1940'larda artan dans merakı birkaç yıl önceye kadar sürdü. Beyoğlu merkez olmak üzere dans okullarına gitmek tutku halindeydi. Bunlardan randevu ancak 2 ay sonraya alınabiliyordu. Tünel'den Taksim'e uzanan yoldaki tabelalar ilginçti; "Saridis, Sakellaridis, Haçaduryan -adını taşıyan pasajda-, Papadopulos, Panosyan vs." Daha enteresan olan tamamının önündeki unvanlardı; Profesör. Hangi üniversiteden mezun olup bu titri yakaladıklarını bilen yok. Sosyetede adı yayıldı mı, Ordinaryüs bile olabilirlerdi.

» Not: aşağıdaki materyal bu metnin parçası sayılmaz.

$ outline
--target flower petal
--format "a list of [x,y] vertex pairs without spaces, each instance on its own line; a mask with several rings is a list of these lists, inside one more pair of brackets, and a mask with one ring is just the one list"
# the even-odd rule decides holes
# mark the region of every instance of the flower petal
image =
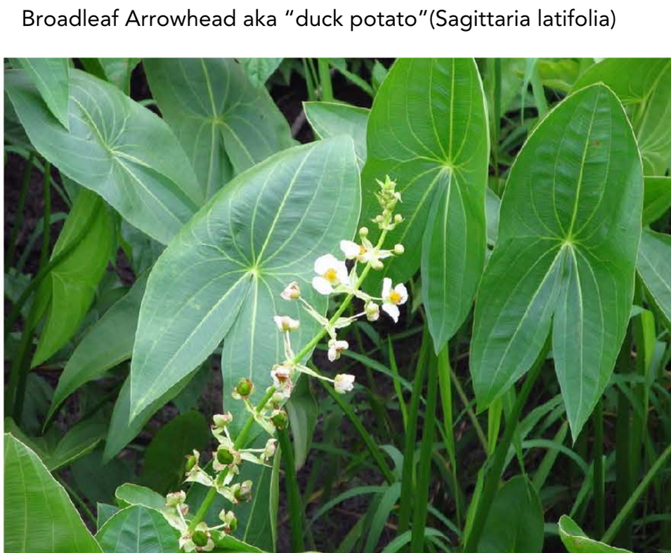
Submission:
[[382,311],[393,319],[394,323],[398,322],[398,315],[400,315],[400,311],[393,304],[383,304]]

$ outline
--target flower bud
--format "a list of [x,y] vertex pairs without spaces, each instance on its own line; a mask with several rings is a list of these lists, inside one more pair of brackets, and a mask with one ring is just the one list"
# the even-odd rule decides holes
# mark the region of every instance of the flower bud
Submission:
[[271,420],[278,430],[282,430],[289,424],[289,417],[284,409],[275,409],[271,413]]
[[207,531],[204,530],[196,530],[191,536],[191,540],[194,545],[198,547],[204,547],[207,545],[207,540],[209,536]]
[[223,430],[223,429],[230,424],[233,419],[233,415],[230,414],[230,411],[223,413],[223,415],[215,415],[212,417],[212,422],[214,423],[212,428],[213,429]]
[[254,382],[249,378],[241,378],[237,381],[235,393],[242,399],[246,399],[254,393]]
[[290,301],[292,299],[298,299],[301,297],[301,289],[299,287],[298,282],[293,282],[287,285],[280,297],[282,299]]
[[245,480],[242,484],[235,488],[233,496],[237,501],[244,502],[249,501],[252,499],[252,484],[251,480]]

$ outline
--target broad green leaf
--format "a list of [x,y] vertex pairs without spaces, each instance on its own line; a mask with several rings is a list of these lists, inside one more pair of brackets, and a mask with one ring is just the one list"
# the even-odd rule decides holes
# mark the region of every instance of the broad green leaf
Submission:
[[4,547],[14,553],[100,553],[65,490],[35,453],[5,434]]
[[366,125],[370,110],[334,102],[304,102],[306,117],[318,138],[346,134],[354,141],[359,169],[366,162]]
[[310,379],[299,379],[285,408],[289,415],[294,444],[294,463],[298,471],[308,457],[319,415],[317,400],[310,389]]
[[[308,300],[314,260],[353,235],[360,190],[348,137],[278,154],[235,178],[199,212],[157,261],[140,310],[131,365],[137,412],[212,353],[224,336],[223,396],[235,427],[242,402],[230,400],[242,377],[259,389],[283,358],[275,314],[299,316],[281,300],[298,280]],[[301,318],[295,351],[315,333]],[[230,405],[228,403],[230,402]]]
[[37,305],[47,312],[33,367],[48,359],[77,332],[105,274],[114,241],[112,218],[105,202],[97,194],[82,190],[65,219],[51,258],[74,249],[51,269],[37,291]]
[[284,58],[238,58],[247,79],[254,86],[263,86]]
[[184,479],[184,459],[211,441],[209,427],[197,411],[189,411],[161,427],[145,452],[143,483],[165,494]]
[[161,396],[134,417],[131,417],[131,377],[126,379],[121,391],[115,403],[114,411],[112,413],[112,420],[110,422],[110,429],[108,431],[107,440],[105,442],[105,451],[103,454],[103,460],[108,462],[115,455],[125,448],[144,428],[145,424],[154,414],[170,400],[178,394],[190,382],[191,379],[198,370],[197,367],[188,372],[183,377],[169,388]]
[[559,537],[568,553],[631,553],[587,538],[580,527],[563,514],[559,519]]
[[671,176],[646,176],[643,196],[643,224],[649,225],[671,207]]
[[119,486],[115,492],[115,497],[122,509],[130,505],[144,505],[159,511],[165,507],[165,497],[163,495],[136,484]]
[[604,60],[587,70],[573,90],[598,82],[630,106],[645,174],[665,174],[671,162],[671,59]]
[[70,70],[69,131],[23,71],[5,72],[5,90],[41,154],[159,242],[167,243],[202,204],[193,169],[167,124],[114,85]]
[[494,497],[478,553],[540,553],[543,538],[543,507],[536,490],[526,476],[515,476]]
[[657,306],[671,322],[671,235],[644,230],[637,266]]
[[131,73],[140,63],[139,58],[98,58],[108,81],[126,94],[131,86]]
[[49,457],[44,460],[51,471],[72,464],[93,451],[107,434],[107,427],[95,419],[84,419],[60,438]]
[[103,553],[179,553],[175,530],[158,511],[133,505],[112,515],[96,534]]
[[103,525],[112,517],[115,513],[119,512],[119,507],[110,505],[107,503],[98,503],[96,505],[96,530],[100,530]]
[[[431,259],[435,264],[432,282],[429,289],[424,290],[431,334],[439,347],[468,312],[485,258],[488,131],[475,62],[398,60],[375,97],[367,140],[367,158],[361,176],[362,222],[379,212],[376,179],[389,175],[398,183],[403,200],[398,212],[404,221],[387,240],[389,244],[403,244],[405,253],[401,261],[387,264],[379,278],[389,276],[396,282],[412,276],[422,259],[431,202],[442,202],[448,209],[438,214],[438,221],[445,220],[446,226],[436,226],[435,232],[444,230],[448,238],[442,255]],[[438,195],[438,183],[448,177],[448,186]],[[379,232],[371,229],[373,243]],[[440,240],[434,237],[436,252]],[[477,269],[472,273],[464,272],[467,252],[469,271]],[[457,287],[450,287],[455,282]],[[446,294],[439,293],[445,289]],[[445,311],[441,306],[446,298],[450,303]]]
[[112,306],[84,335],[58,379],[47,422],[75,390],[131,358],[140,302],[146,284],[146,277],[138,279],[126,295]]
[[292,145],[289,125],[268,91],[252,85],[235,60],[152,58],[143,65],[207,197]]
[[471,374],[480,408],[552,351],[575,438],[610,379],[631,302],[641,160],[617,98],[595,85],[536,127],[510,171],[478,293]]
[[51,113],[66,129],[70,128],[70,60],[67,58],[18,58],[37,87]]

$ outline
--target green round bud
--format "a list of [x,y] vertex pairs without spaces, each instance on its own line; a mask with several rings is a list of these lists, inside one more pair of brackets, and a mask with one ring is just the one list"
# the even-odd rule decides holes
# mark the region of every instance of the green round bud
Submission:
[[286,428],[289,424],[289,417],[287,415],[287,412],[284,409],[280,409],[276,411],[271,417],[271,420],[273,421],[273,424],[275,424],[275,427],[278,429],[278,430],[282,430]]
[[233,454],[228,448],[221,448],[216,451],[216,460],[221,464],[230,464],[234,458]]
[[207,545],[207,533],[204,530],[197,530],[191,536],[191,540],[199,547],[204,547]]
[[235,391],[240,397],[248,398],[254,391],[254,382],[249,378],[241,378],[235,386]]

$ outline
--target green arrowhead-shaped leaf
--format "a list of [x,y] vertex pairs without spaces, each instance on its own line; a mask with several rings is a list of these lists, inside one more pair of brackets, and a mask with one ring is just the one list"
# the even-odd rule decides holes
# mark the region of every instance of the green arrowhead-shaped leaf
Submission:
[[604,60],[587,70],[573,90],[599,82],[632,107],[645,174],[665,174],[671,162],[671,59]]
[[77,345],[58,379],[47,422],[65,399],[79,386],[131,358],[140,315],[140,302],[146,284],[145,276],[138,279]]
[[646,176],[643,196],[643,224],[649,225],[671,207],[671,176]]
[[[224,336],[227,403],[242,377],[265,386],[271,367],[283,358],[273,315],[299,313],[297,302],[283,301],[280,293],[295,280],[312,299],[315,259],[353,235],[359,206],[348,137],[285,150],[218,193],[149,276],[131,370],[131,410],[141,410],[202,363]],[[301,318],[294,348],[314,334],[316,323]],[[234,415],[244,410],[240,403],[230,405]]]
[[363,168],[370,110],[334,102],[304,102],[303,109],[318,138],[323,140],[342,134],[351,136],[359,168]]
[[544,538],[543,507],[538,494],[525,476],[515,476],[496,493],[478,553],[540,553]]
[[82,190],[58,235],[52,259],[76,245],[37,291],[35,301],[46,310],[46,322],[33,357],[34,367],[60,349],[79,328],[105,274],[115,238],[105,202],[97,194]]
[[247,79],[254,86],[263,86],[284,58],[238,58]]
[[233,59],[145,59],[149,84],[210,197],[230,178],[292,145],[265,88]]
[[70,497],[35,453],[5,434],[6,551],[100,553]]
[[70,128],[70,60],[67,58],[18,58],[51,113]]
[[113,514],[96,534],[103,553],[179,553],[177,533],[160,512],[132,505]]
[[529,369],[552,326],[578,436],[626,331],[642,200],[636,140],[607,88],[571,95],[535,129],[511,169],[478,293],[471,374],[481,408]]
[[398,183],[405,221],[389,241],[403,244],[405,253],[402,263],[383,272],[406,280],[422,260],[423,298],[438,349],[468,314],[482,273],[488,140],[472,59],[398,60],[368,117],[362,221],[379,211],[375,180],[389,175]]
[[671,323],[671,235],[644,230],[637,267],[657,306]]
[[613,547],[587,538],[580,527],[566,515],[562,515],[557,525],[559,537],[568,553],[631,553],[628,549]]
[[114,85],[70,70],[70,131],[25,72],[6,72],[5,90],[39,152],[152,238],[167,243],[202,204],[193,169],[169,127]]

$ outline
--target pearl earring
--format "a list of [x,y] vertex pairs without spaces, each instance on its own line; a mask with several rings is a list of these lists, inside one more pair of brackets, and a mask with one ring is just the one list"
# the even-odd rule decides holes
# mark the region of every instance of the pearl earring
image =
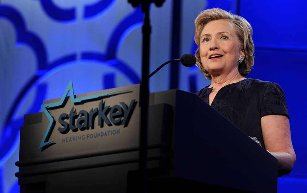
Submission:
[[244,60],[244,57],[243,57],[243,56],[241,56],[241,57],[240,57],[240,58],[239,59],[239,62],[240,63],[242,63],[242,62],[243,61],[243,60]]

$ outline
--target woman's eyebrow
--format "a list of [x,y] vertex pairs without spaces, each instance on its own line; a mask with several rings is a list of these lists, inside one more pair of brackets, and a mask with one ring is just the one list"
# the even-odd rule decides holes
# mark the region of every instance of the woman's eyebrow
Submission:
[[[220,34],[222,33],[228,33],[230,35],[231,35],[230,33],[229,32],[227,32],[227,31],[225,31],[225,32],[219,32],[216,33],[216,35],[220,35]],[[201,39],[202,37],[203,37],[204,36],[211,36],[211,34],[210,34],[210,33],[206,33],[206,34],[204,34],[203,35],[202,35],[201,36],[200,36],[200,38]]]

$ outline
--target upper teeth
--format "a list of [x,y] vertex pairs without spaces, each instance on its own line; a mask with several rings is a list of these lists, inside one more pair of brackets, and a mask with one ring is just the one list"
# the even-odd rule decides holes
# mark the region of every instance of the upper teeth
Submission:
[[213,55],[211,56],[210,58],[212,58],[212,57],[216,57],[216,56],[220,56],[221,55]]

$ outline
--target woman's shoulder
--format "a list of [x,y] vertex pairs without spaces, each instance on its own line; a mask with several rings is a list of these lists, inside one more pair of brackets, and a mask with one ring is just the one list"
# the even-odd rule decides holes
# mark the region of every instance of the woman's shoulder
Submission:
[[205,94],[206,93],[208,92],[208,90],[210,90],[212,89],[212,88],[209,88],[209,86],[210,85],[208,85],[207,86],[203,88],[200,90],[195,93],[195,94],[199,96],[201,96]]
[[251,87],[262,88],[264,89],[266,89],[268,87],[277,87],[278,88],[280,87],[279,85],[275,82],[264,81],[259,79],[247,78],[245,81],[243,83],[246,85],[246,86],[247,85]]

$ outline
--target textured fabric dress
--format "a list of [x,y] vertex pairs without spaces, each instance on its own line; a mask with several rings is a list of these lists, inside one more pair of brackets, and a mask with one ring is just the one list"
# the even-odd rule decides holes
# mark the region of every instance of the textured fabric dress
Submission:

Koyu taassup günlerinde biri çıkıp "toplu dans"tan söz etse "toplu dayak" yerdi. Fakat insanlık tarihinin en eski kutsal kitaplarında danstan söz edilir. Örneğin Tevrat'ta Hag diye bahsedilen bir tür danstır. Beyaz Rusların İstanbul'a göçüyle bizde de dans çağı açıldı. Bunların Çarşıkapı'da hizmete sunduğu Bahçesaray -Kırım'dan gelenlerin yeri- olayı patlattı.
Merkez
Haçaduryan diğer "çakma profesörler" arasında en popüleriydi. Sevgili Hüseyin Movit Panosyan'ı iyi tanır. Ama Haçaduryan'a yetişemedi. Movit, Balat'a yerleşene kadar Beyoğlu'nda yaşamanın avantajını iyi kullandı. Doğup büyüdüğü Ayazpaşa dansın geliştiği bölgedeydi. Buradaki bar ve pavyonları anlatmaya gerek yok. Festen şapkaya geçildi. Tabii peçeyle çarşaftan, tuvalete. Peşinden cumbadan rumbaya günleri başladı. Evlenecek gençlerde yeni moda dans hocalarına gitmekti. Kurslara "1, 2, 3" diye başlarlardı. Amaç düğünde marifetleri sergilemekti. Kız bir yana damat adayının dans edememesi ayıplanırdı. Kaldı ki dans öğrenmek için düğüne hazırlanmak şart değildi. Kadınlı-erkekli toplantılar yaygınlaştıkça özel geceler çoğaldı. Yandan kurmalı gramafonlar çoğaldıkça Arjantin tangoları da ortaya çıktı. Bunları seslendirenler içinde en şöhretlisi Eduardo Blanco idi. Arjantinlilerden sonra Fransız aktör ve şarkıcı Maurice Chevallar -Moris Şovalye- ve İtalyan Tino Rossi egemen oldu. Onların bu kadar hızlı tırmanmasında plak endüstrisinin katkısını unutmayalım. Çarliston ve Fokstrot'un havası uzun sürdü. Peşinden One-Step ortaya çıktı.